As per the Unfortunate Implications page: 'no example may be added in this article or on a work article, without proof that it's not just one person thinking'. Citation is required.
Peteman
topic
06:47:48 AM Jul 8th 2013
edited by 216.99.32.43
I'm a little skeptical about the claim that all the great women from history were the result of magical girls making wishes, since Kyubey only seems to make contracts with teenage girls who have a shelf-life of maybe a few years, so it's not like Marie Curie made her discoveries in her adolescence.
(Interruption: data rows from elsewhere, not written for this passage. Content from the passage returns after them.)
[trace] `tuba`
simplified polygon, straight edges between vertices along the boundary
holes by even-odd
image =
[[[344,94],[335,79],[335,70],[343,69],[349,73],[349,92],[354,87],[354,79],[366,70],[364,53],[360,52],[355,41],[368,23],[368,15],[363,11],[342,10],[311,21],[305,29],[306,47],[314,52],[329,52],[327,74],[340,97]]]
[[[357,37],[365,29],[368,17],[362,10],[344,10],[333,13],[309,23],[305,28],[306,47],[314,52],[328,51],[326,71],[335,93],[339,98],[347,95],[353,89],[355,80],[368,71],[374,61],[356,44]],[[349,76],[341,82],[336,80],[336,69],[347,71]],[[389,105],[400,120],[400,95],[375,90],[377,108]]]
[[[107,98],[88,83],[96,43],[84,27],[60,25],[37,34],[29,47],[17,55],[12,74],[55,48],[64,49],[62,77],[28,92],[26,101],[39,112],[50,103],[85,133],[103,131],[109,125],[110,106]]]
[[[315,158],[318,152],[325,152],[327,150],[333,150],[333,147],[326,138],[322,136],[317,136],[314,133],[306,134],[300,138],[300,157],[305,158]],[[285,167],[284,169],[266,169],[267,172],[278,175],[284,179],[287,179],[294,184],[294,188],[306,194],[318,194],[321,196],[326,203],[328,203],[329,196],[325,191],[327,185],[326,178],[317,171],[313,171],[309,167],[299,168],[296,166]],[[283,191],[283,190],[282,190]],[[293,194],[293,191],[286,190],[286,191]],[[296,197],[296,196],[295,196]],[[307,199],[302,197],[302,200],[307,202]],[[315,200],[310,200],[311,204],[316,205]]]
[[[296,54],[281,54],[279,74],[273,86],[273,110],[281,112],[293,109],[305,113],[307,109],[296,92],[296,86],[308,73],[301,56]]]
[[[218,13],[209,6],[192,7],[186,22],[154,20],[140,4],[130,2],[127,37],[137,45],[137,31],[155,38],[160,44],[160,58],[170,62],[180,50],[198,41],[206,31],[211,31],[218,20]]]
Joan of Arc might be affected, though.

I'm thinking these revolutionary girls did things like wish that the nobles would stop abusing their powers, and revolutions like the French Revolution followed, and it's not exactly public record that Napoleon was eventually able to take power because a teenaged girl made a Faustian deal with an alien bunnycat.
Ikiniks
topic
06:07:04 PM Feb 24th 2012
edited by Ikiniks
  • Unfortunate Implications: From this blog...
    Young teenage girls in that show are shown as psychotic time bombs waiting to explode, and are blamed for exploding, even though the things they go evil about (love problems, family problems, money, grades, magical powers having side-effects they didnít ask for,) are not female-exclusive issues or even teenager-exclusive issues IRL or in other shows, for obvious reasons.
    • Chew on that and remember the old magical girl genre conundrum... why are there no magical boys? Surely not only females are so ruled by their emotions that only they can possess such unstable powers? Just sayin'.

I would consider rewording this article, as it sound a bit... obnoxious to me. Also, there are more posts on that blog that further elaborate on the issue, so should they be taken into account? I just felt that this trope in regards to the show would need some consideration (it was discussed a bit on the show's thread on the forum (after page 452), as I feel that, if left alone, it might degenerate into a string of arguments at some point.

Apologies for any repetitiveness.
leafeon
10:18:57 PM Apr 14th 2013
Coincidentally,I came for the exact same reason. The alleged unfortunate implications come from a combination Potical Correctness Gone Mad and Genre Blind.